Manage Customer Expectations

One point of contention between the Sales and Support departments of a Managed Service company is the expectations that are developed during the sales process. Over-promising and under-delivering can put strains on a customer relationship from day one. Whether it is not giving an accurate time line, selling the wrong services, or failing to discover critical pieces of information, all of these things can lead to skewed customer expectations and lose/lose relationships.

If you want to make good with the talented people doing the technical work at your company, you need to have full control of the customer from day one. Be sure to always keep expectations in check, and communicate between departments to make sure that everyone has the information they need. Most importantly, never make assumptions or fail to ask questions, regardless of how it makes you look. Covering up mistakes or lack of knowledge will always come back around one way or another.

Be Authentic To Your Experience

If you don’t have a background in Business Technology and are not an expert, then don’t portray yourself as such. Some newcomers think that they need to position themselves as a “tech guru” in order to get attention and generate new business. While your product and service knowledge is important, don’t feel discouraged if you don’t know your way around a network closet. There is still value that you can bring to your company and its prospects.

Instead try to sell on your strengths. If you can relate to Business Owners in a different way based on your work experience, then this can be a great sales tool even in a technical conversation. There is a ton of value in becoming a “translator” between your company’s Engineers and your prospects. If you become a good liaison to both parties, you can have a long and fruitful career in selling IT. The most important thing is to not get ahead of yourself and try to become something you are not. It can be damaging both you and the company’s reputations.

Know When To Walk Away

Not every opportunity is a good opportunity when selling Managed Services. It is important for new sales reps to understand what a good and bad customer looks like and become intentional about who they target. This means learning as much as possible about your existing customers and the relationship your company has with them.
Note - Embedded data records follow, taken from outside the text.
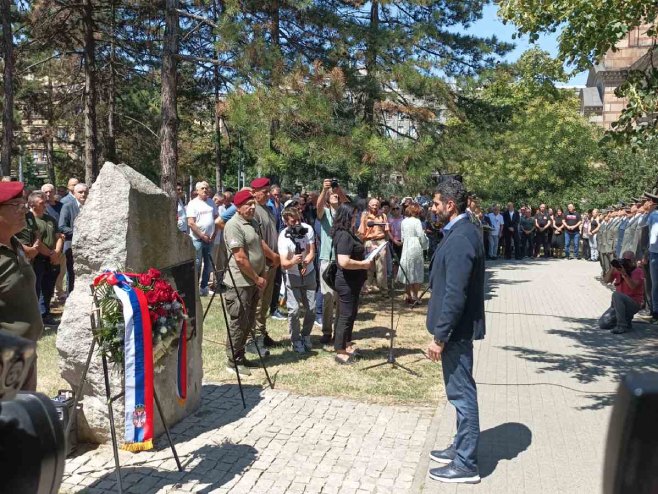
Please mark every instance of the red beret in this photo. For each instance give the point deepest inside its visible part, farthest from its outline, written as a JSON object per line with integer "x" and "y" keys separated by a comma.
{"x": 10, "y": 190}
{"x": 259, "y": 183}
{"x": 241, "y": 197}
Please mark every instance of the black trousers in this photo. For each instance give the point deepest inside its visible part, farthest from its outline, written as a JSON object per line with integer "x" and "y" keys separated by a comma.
{"x": 509, "y": 237}
{"x": 543, "y": 239}
{"x": 526, "y": 244}
{"x": 348, "y": 291}
{"x": 70, "y": 275}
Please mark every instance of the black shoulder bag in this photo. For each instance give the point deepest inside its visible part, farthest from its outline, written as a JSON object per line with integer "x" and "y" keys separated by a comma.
{"x": 329, "y": 274}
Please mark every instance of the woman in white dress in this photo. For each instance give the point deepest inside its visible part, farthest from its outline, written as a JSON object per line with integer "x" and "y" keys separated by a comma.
{"x": 414, "y": 242}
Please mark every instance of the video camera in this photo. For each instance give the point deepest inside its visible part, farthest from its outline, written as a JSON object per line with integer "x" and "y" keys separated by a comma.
{"x": 625, "y": 264}
{"x": 32, "y": 445}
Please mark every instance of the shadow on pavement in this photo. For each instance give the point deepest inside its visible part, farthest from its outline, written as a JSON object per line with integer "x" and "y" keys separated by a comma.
{"x": 599, "y": 356}
{"x": 211, "y": 467}
{"x": 213, "y": 464}
{"x": 503, "y": 442}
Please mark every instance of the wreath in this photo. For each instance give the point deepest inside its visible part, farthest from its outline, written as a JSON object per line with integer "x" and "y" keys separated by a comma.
{"x": 165, "y": 306}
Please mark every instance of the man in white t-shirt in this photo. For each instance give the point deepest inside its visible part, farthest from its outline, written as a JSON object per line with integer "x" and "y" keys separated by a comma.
{"x": 496, "y": 232}
{"x": 201, "y": 213}
{"x": 181, "y": 215}
{"x": 297, "y": 251}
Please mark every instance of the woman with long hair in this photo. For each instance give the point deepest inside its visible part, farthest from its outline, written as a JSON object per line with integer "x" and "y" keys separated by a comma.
{"x": 352, "y": 272}
{"x": 414, "y": 242}
{"x": 558, "y": 233}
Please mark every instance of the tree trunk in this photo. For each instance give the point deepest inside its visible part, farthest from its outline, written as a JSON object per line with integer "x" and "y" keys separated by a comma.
{"x": 372, "y": 86}
{"x": 91, "y": 130}
{"x": 110, "y": 142}
{"x": 168, "y": 108}
{"x": 8, "y": 113}
{"x": 277, "y": 69}
{"x": 218, "y": 119}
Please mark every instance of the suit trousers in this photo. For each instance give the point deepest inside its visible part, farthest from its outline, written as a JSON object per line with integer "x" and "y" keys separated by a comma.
{"x": 509, "y": 237}
{"x": 457, "y": 363}
{"x": 542, "y": 239}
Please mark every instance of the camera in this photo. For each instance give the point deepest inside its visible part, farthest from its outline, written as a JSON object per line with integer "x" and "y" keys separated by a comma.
{"x": 32, "y": 444}
{"x": 625, "y": 264}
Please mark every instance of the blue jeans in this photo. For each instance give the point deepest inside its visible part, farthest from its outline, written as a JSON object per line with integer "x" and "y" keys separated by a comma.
{"x": 457, "y": 362}
{"x": 569, "y": 239}
{"x": 203, "y": 253}
{"x": 653, "y": 270}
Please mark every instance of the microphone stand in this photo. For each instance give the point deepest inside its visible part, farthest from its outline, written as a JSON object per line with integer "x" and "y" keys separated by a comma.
{"x": 391, "y": 294}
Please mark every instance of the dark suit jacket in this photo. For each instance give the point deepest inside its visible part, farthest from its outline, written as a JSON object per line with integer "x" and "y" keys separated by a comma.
{"x": 67, "y": 217}
{"x": 456, "y": 307}
{"x": 508, "y": 222}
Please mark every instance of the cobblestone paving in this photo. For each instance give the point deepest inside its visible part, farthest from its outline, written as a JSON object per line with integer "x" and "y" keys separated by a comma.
{"x": 281, "y": 443}
{"x": 549, "y": 372}
{"x": 544, "y": 373}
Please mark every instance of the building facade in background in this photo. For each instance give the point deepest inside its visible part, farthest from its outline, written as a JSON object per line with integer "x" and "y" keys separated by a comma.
{"x": 597, "y": 100}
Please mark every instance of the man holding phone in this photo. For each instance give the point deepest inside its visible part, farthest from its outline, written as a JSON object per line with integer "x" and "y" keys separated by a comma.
{"x": 628, "y": 297}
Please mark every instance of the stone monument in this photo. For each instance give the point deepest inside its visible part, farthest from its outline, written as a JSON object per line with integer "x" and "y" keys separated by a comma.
{"x": 127, "y": 223}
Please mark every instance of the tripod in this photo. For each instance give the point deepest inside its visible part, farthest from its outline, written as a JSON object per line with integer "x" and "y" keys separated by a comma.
{"x": 390, "y": 359}
{"x": 228, "y": 332}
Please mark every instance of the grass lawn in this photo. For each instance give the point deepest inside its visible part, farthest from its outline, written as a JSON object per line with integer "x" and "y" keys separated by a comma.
{"x": 316, "y": 373}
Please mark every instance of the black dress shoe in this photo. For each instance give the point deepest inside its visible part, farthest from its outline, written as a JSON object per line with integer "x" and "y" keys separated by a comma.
{"x": 268, "y": 341}
{"x": 444, "y": 456}
{"x": 455, "y": 475}
{"x": 340, "y": 361}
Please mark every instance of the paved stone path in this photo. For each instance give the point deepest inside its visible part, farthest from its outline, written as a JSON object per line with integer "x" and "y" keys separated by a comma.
{"x": 545, "y": 375}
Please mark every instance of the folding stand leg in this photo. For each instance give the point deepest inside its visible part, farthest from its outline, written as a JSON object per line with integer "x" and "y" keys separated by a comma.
{"x": 115, "y": 447}
{"x": 164, "y": 423}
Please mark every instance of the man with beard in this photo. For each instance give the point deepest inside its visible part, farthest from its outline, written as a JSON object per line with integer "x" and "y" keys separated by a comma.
{"x": 542, "y": 227}
{"x": 267, "y": 223}
{"x": 245, "y": 278}
{"x": 455, "y": 317}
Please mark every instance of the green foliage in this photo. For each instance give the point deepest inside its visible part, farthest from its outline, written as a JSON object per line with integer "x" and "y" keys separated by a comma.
{"x": 588, "y": 30}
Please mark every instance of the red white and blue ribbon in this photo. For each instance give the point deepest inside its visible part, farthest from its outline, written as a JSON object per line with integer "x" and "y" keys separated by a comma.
{"x": 138, "y": 364}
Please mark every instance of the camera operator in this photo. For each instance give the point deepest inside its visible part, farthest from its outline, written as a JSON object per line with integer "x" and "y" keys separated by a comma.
{"x": 628, "y": 296}
{"x": 297, "y": 252}
{"x": 330, "y": 199}
{"x": 19, "y": 307}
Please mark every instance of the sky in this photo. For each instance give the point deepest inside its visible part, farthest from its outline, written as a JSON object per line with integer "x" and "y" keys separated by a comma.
{"x": 491, "y": 24}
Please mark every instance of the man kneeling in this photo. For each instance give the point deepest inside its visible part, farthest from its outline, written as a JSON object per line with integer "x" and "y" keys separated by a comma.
{"x": 628, "y": 296}
{"x": 297, "y": 250}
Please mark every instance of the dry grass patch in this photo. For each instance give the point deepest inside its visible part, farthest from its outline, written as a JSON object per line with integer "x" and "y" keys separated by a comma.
{"x": 316, "y": 373}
What you will eventually find, is that some new business does more harm than good. This may be because of personality conflicts, over-utilization of services, or failure to adhere to technical best practices. Regardless of the reason, putting your own sales commissions ahead of the long term success of your company may benefit you in the short term, but it won’t last very long. Always look to add high quality customers to your portfolio and your company will love you for it. Try to avoid the low hanging fruit that other MSPs have glanced over. There is probably a reason for it.

Patience is a Virtue

Your final word of wisdom comes by form of Geoffrey Chaucer’s infamous quote, “patience is a virtue.” What you need to understand is that nothing good happens quickly in the Managed Services Industry. The lead generation process is long, the sales cycle is long, the payment cycle is long, and the retention is long. Burning this into your brain and understanding that you can’t view success through a small window will give you the positivity you need to stay on course

If you are 3 months into your employment and you haven’t closed any deals, or seen any commissions it is not completely out of the norm. Make sure that both you and your company share a long view on your success and that you aren’t being held to unfair or unrealistic standards. The industry is growing and is here to stay, so if you want to be a part of it, don’t sacrifice the chance of a 30 year career by making assumptions from a 3 month body of work. Learn your craft, follow the rules, and provide value every way you can. Success will come before you know it.